Но выйдя на крыльцо – сел на ступени лестницы.
«В саду – столяр увидит меня. Я – очень умный, очень догадливый, это потому, что я не люблю думать…»
Из земли чисто выметенного и выбритого Артамоном двора торчали, точно дудки, пеньки срезанного репейника, в один из них заглядывала мышь.

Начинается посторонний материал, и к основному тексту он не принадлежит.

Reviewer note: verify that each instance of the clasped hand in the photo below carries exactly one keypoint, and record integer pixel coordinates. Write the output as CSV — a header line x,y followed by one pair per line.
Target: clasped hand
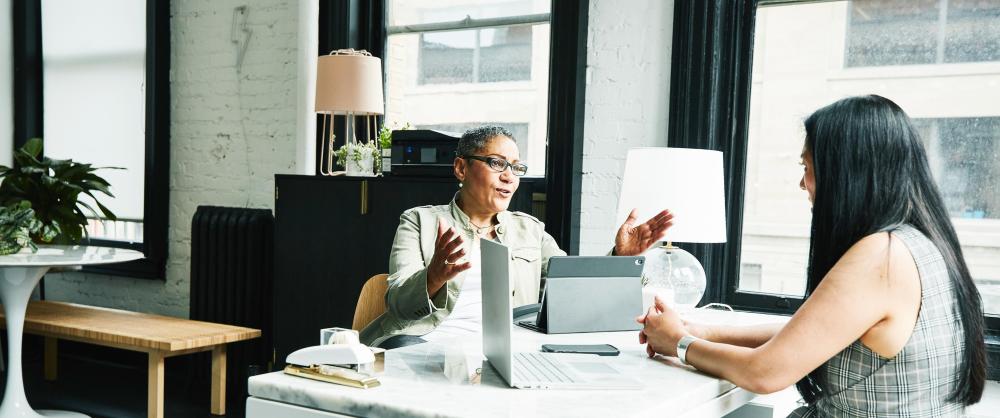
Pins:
x,y
662,329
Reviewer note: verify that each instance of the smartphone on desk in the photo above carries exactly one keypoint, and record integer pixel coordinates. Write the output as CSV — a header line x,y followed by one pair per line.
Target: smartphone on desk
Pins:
x,y
599,349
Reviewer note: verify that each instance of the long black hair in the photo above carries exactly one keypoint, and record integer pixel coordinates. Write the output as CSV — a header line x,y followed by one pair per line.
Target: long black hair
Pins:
x,y
872,175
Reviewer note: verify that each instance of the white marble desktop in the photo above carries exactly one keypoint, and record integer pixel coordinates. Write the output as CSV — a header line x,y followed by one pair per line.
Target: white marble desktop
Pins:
x,y
439,380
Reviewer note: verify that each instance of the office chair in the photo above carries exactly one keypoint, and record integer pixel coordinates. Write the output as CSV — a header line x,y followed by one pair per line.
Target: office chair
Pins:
x,y
371,301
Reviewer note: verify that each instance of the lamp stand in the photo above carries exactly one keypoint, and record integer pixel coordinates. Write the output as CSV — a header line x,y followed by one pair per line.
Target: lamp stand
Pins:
x,y
675,275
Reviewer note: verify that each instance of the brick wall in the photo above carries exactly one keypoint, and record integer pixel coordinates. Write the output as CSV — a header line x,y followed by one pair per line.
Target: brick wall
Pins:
x,y
628,79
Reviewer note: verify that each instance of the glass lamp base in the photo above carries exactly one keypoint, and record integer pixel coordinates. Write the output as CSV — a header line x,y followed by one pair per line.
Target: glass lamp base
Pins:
x,y
675,275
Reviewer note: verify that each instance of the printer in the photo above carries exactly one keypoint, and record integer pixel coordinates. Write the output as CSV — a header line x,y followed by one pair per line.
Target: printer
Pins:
x,y
423,152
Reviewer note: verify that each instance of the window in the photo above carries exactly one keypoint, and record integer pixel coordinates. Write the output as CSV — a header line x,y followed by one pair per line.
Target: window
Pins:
x,y
106,102
94,63
800,64
469,63
476,56
904,32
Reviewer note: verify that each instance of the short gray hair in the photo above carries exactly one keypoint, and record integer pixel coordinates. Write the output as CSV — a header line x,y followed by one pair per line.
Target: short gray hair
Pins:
x,y
475,140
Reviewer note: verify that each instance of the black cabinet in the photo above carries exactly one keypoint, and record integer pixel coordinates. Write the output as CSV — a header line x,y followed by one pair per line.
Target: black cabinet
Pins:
x,y
332,234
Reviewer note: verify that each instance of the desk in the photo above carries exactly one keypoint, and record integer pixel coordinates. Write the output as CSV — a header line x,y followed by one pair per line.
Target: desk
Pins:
x,y
19,273
435,380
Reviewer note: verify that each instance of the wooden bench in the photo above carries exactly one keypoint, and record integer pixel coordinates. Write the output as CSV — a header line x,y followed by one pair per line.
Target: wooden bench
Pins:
x,y
159,336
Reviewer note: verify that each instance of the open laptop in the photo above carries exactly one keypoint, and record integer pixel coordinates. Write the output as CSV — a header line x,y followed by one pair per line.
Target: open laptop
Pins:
x,y
532,369
590,294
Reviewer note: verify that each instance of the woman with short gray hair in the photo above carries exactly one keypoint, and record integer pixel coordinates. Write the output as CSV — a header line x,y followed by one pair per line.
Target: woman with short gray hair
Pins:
x,y
434,272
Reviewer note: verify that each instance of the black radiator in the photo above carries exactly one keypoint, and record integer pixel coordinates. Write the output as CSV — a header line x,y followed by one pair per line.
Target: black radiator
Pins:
x,y
232,270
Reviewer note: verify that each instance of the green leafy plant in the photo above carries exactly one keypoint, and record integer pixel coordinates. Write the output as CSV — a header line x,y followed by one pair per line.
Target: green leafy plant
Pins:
x,y
385,135
18,224
354,153
53,187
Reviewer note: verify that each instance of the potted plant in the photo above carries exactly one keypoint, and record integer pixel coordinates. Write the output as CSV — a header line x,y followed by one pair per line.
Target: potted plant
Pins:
x,y
358,158
18,224
385,145
52,188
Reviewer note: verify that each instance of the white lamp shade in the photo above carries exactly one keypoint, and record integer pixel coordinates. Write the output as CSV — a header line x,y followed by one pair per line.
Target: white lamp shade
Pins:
x,y
349,83
686,181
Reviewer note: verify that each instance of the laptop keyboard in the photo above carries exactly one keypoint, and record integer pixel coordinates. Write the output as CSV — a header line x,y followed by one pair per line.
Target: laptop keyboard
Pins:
x,y
538,367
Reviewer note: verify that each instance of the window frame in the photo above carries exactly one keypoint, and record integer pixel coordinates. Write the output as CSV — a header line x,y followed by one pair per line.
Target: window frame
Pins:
x,y
361,24
29,122
710,109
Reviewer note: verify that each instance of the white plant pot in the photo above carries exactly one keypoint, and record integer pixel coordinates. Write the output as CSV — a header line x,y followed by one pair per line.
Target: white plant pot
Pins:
x,y
363,167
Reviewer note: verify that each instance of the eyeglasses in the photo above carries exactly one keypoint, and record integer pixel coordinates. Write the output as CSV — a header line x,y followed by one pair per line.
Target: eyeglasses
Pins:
x,y
500,164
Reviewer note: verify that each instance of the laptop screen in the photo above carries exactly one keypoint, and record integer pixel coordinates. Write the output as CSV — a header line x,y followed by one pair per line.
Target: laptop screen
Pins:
x,y
497,313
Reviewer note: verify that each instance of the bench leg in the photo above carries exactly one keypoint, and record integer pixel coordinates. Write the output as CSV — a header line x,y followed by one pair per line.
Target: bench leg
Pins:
x,y
154,394
51,358
219,380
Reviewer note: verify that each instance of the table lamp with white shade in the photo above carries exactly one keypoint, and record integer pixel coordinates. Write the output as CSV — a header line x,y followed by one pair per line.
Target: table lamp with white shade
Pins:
x,y
348,82
688,182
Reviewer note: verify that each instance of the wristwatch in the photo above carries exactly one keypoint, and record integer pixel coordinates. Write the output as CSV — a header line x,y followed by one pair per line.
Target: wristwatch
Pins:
x,y
683,345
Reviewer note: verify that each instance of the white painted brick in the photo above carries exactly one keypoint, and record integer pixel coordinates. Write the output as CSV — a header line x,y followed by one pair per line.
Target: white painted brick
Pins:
x,y
628,58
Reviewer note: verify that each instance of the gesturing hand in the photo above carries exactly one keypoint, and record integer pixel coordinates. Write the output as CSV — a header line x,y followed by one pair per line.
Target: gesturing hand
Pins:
x,y
662,329
444,266
635,240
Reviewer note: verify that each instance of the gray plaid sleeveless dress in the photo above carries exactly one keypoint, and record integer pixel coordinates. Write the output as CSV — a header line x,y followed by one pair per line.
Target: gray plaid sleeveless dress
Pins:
x,y
916,382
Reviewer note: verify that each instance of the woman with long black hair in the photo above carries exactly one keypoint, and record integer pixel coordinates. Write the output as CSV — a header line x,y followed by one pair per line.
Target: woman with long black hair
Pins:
x,y
892,324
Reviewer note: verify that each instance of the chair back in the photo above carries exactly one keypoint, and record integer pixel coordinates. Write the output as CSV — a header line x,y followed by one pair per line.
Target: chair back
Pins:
x,y
371,301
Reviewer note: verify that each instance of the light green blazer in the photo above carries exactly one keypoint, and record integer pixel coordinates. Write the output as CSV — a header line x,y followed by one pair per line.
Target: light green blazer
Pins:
x,y
410,310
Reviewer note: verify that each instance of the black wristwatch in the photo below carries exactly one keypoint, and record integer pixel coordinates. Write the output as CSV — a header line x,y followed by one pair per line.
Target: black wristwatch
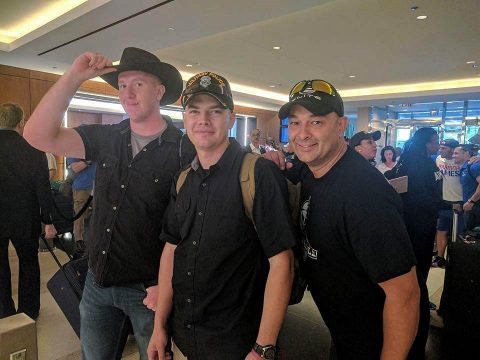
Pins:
x,y
266,352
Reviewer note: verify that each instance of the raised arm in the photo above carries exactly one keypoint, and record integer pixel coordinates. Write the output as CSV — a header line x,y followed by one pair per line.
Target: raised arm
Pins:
x,y
44,127
400,315
158,342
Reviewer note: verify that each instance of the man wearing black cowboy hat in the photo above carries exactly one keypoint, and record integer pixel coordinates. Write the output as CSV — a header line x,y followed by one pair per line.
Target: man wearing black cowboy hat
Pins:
x,y
136,160
225,280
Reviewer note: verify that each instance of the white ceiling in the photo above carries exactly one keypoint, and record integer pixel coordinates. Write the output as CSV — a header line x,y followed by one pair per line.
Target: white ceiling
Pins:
x,y
380,42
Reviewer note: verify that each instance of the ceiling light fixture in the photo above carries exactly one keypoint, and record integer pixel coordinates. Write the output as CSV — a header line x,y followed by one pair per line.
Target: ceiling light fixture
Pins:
x,y
48,11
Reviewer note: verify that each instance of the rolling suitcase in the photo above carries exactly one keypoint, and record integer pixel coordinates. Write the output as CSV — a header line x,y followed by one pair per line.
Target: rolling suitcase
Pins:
x,y
462,297
66,287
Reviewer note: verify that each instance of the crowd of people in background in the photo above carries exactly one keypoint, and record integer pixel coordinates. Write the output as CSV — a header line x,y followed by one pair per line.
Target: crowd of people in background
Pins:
x,y
219,280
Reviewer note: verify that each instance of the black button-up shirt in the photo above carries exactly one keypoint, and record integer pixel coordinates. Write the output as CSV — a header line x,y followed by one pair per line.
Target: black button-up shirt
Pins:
x,y
220,263
131,195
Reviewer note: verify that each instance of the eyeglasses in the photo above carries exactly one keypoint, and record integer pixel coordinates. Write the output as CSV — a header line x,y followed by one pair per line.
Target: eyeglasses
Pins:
x,y
315,85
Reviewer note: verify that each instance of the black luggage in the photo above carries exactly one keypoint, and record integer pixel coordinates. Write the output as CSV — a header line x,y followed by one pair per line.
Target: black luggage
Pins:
x,y
66,287
462,298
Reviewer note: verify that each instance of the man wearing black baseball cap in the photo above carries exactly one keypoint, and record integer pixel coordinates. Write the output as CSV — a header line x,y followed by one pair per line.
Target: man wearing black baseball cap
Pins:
x,y
364,143
452,195
136,161
359,258
225,281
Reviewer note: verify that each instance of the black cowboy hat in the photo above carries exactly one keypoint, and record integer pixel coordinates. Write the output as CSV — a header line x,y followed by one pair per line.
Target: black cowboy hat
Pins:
x,y
141,60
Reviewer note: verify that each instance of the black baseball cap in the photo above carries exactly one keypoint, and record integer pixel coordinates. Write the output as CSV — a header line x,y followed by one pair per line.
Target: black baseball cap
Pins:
x,y
451,143
362,135
211,84
317,96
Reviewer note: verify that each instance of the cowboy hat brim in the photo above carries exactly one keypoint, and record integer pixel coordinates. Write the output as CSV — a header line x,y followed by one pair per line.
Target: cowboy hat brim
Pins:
x,y
168,74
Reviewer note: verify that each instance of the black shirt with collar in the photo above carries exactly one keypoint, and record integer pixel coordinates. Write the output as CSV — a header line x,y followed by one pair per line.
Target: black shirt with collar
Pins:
x,y
220,263
131,195
25,199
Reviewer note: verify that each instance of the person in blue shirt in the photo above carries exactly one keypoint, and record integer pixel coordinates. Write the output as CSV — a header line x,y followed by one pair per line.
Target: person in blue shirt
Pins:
x,y
470,180
82,187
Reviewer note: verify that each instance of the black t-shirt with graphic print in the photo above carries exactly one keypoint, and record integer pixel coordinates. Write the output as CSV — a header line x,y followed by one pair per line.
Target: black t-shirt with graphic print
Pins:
x,y
355,238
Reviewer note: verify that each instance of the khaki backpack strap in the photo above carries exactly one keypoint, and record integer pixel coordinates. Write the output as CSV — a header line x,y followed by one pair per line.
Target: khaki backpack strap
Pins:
x,y
247,182
181,178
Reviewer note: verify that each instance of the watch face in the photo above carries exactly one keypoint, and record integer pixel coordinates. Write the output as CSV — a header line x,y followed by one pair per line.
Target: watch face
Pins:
x,y
269,354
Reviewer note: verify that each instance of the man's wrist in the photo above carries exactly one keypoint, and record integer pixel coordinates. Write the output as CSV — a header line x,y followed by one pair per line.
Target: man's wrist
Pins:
x,y
258,357
267,352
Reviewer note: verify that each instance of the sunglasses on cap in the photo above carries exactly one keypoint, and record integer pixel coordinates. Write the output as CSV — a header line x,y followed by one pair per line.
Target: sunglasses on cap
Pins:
x,y
315,85
212,88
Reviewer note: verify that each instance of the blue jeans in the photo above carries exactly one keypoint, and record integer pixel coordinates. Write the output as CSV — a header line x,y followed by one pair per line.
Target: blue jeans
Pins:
x,y
103,311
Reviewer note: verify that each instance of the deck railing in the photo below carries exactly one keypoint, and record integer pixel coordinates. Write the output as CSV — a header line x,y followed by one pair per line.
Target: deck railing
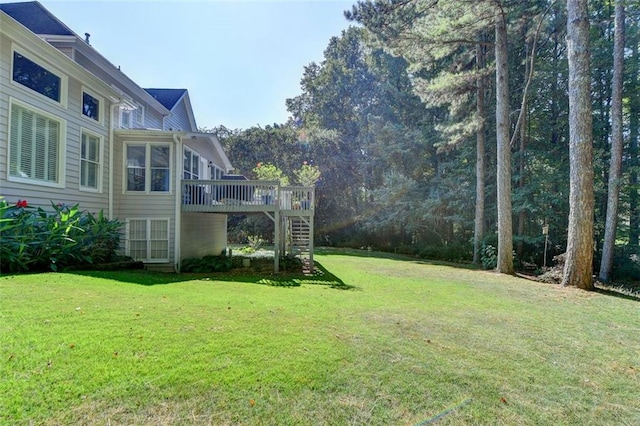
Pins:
x,y
244,195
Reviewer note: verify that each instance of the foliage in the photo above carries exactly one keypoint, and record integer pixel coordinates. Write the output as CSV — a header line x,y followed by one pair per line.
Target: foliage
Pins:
x,y
137,348
34,239
626,262
489,256
267,171
255,242
209,263
307,174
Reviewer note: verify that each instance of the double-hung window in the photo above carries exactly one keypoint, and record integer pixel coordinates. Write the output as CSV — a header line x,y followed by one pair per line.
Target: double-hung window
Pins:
x,y
148,239
191,164
125,118
36,77
35,145
91,106
90,170
148,168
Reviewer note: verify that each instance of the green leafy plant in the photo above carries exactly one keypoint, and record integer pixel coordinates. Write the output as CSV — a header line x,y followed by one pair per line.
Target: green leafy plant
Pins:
x,y
209,263
307,175
267,171
34,239
489,256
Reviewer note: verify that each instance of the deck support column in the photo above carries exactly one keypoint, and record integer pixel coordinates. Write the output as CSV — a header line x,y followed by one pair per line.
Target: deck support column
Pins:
x,y
276,236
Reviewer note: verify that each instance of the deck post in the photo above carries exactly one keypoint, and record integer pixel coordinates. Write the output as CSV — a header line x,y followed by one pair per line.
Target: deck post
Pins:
x,y
276,234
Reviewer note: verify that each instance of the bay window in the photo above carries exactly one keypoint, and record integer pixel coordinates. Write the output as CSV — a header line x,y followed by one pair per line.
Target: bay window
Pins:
x,y
35,145
148,167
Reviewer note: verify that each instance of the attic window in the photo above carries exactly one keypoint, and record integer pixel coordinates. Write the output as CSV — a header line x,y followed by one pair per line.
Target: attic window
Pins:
x,y
36,77
90,106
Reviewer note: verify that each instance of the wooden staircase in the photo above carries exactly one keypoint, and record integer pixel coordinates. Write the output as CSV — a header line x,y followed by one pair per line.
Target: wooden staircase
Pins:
x,y
300,240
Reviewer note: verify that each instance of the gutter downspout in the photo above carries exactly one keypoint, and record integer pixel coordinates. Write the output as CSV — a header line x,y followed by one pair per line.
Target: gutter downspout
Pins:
x,y
112,127
178,203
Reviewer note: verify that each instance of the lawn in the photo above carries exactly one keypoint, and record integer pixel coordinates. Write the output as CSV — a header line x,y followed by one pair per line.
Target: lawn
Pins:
x,y
373,340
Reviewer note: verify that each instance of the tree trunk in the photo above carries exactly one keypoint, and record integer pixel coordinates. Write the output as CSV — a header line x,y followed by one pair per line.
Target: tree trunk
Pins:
x,y
615,167
634,125
478,232
578,268
505,227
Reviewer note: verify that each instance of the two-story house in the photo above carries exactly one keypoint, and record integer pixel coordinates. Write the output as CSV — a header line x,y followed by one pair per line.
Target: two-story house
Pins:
x,y
75,129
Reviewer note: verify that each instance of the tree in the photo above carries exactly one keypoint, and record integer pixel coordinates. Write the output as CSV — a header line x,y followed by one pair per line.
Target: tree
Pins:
x,y
615,167
578,267
505,227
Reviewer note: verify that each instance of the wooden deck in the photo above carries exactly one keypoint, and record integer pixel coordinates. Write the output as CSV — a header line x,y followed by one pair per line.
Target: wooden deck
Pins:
x,y
291,209
247,196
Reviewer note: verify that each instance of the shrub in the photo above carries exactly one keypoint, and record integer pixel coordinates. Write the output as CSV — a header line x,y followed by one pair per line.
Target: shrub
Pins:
x,y
489,256
33,239
209,263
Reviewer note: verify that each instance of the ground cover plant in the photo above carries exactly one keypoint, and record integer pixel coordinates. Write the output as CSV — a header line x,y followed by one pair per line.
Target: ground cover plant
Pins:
x,y
65,236
371,339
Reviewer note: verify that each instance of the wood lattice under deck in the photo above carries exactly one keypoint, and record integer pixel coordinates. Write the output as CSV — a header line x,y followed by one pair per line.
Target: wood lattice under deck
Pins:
x,y
290,207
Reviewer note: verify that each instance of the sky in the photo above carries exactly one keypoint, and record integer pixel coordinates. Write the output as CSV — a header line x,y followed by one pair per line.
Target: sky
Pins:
x,y
240,60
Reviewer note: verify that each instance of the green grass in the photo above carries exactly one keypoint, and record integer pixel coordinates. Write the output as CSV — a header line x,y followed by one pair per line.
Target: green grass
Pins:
x,y
374,340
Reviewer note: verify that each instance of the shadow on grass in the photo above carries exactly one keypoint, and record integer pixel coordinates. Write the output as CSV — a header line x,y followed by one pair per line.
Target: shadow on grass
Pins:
x,y
335,251
321,276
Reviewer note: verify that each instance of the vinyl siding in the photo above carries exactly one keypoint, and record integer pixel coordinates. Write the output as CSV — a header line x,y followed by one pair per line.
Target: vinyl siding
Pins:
x,y
128,205
206,150
179,118
71,118
152,119
203,234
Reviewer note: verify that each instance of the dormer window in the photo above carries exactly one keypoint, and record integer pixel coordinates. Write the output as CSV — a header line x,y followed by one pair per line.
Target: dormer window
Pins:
x,y
90,106
36,77
125,118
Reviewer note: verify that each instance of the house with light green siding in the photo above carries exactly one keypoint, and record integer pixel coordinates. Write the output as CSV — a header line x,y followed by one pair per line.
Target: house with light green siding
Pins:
x,y
75,129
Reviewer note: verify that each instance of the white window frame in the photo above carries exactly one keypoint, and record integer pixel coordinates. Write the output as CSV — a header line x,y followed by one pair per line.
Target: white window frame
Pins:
x,y
192,154
64,79
147,168
148,238
99,177
124,111
137,116
215,172
101,105
62,137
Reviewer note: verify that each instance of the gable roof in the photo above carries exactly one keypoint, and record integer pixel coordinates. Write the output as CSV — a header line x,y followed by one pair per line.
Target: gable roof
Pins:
x,y
36,18
167,97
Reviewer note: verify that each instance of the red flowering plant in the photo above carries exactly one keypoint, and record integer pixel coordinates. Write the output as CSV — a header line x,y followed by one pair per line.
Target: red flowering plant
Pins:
x,y
34,239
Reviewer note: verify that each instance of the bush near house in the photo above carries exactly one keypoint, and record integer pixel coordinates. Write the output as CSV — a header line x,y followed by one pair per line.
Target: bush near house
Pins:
x,y
36,240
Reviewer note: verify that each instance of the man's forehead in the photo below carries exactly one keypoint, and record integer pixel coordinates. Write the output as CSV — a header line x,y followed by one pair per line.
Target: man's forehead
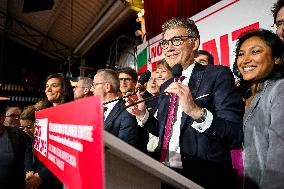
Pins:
x,y
124,75
16,110
175,31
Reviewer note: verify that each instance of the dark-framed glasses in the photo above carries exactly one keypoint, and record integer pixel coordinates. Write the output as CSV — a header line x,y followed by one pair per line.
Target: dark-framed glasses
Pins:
x,y
278,24
26,127
95,84
176,41
125,79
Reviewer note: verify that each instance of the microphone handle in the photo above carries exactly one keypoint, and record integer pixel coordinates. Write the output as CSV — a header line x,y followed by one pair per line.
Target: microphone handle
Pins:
x,y
121,98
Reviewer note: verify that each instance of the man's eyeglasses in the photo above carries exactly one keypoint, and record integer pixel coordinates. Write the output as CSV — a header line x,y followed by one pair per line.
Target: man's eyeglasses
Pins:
x,y
125,79
176,41
26,127
278,24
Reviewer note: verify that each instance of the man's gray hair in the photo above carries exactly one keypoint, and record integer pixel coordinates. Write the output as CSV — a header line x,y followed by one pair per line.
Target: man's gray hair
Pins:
x,y
186,23
111,77
87,82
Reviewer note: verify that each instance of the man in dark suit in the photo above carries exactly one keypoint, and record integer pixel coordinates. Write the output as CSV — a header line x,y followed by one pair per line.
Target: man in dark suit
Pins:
x,y
209,112
15,157
116,121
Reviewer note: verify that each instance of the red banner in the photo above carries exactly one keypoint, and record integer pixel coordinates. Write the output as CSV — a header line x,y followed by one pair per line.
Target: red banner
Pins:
x,y
68,140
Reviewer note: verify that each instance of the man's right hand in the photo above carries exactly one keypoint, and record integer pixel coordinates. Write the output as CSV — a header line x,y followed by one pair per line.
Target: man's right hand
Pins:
x,y
138,110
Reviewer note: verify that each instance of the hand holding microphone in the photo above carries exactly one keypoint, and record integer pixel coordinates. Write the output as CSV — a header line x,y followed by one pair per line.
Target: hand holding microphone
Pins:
x,y
135,104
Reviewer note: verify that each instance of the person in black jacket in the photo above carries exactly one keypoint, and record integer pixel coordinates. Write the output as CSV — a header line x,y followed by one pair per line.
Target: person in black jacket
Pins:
x,y
15,157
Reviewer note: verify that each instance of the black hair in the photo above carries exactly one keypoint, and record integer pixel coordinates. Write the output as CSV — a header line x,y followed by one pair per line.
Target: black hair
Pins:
x,y
276,8
67,89
204,52
276,46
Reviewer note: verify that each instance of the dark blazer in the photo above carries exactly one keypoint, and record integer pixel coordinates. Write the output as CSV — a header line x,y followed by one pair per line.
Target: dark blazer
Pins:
x,y
122,124
206,156
22,158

Вдыхая теплый, влажный ветер, Миронову казалось, что эти дудки высвистывают тихонько знакомую, успокаивающую мелодию детской песни; свистят они так тихо и ласково, что даже мышь не боится игры звуков. Он видел пред собою тоненькую девушку в голубом платье, слышал её речь, необыкновенно приятно говорила она, он не понимал смысла слов, но тем нежнее звучали слова. Он думал, что продаст дом её отцу, дёшево продаст и за это отец позволит ему увезти Лизу в Париж, в комнату для одинокого.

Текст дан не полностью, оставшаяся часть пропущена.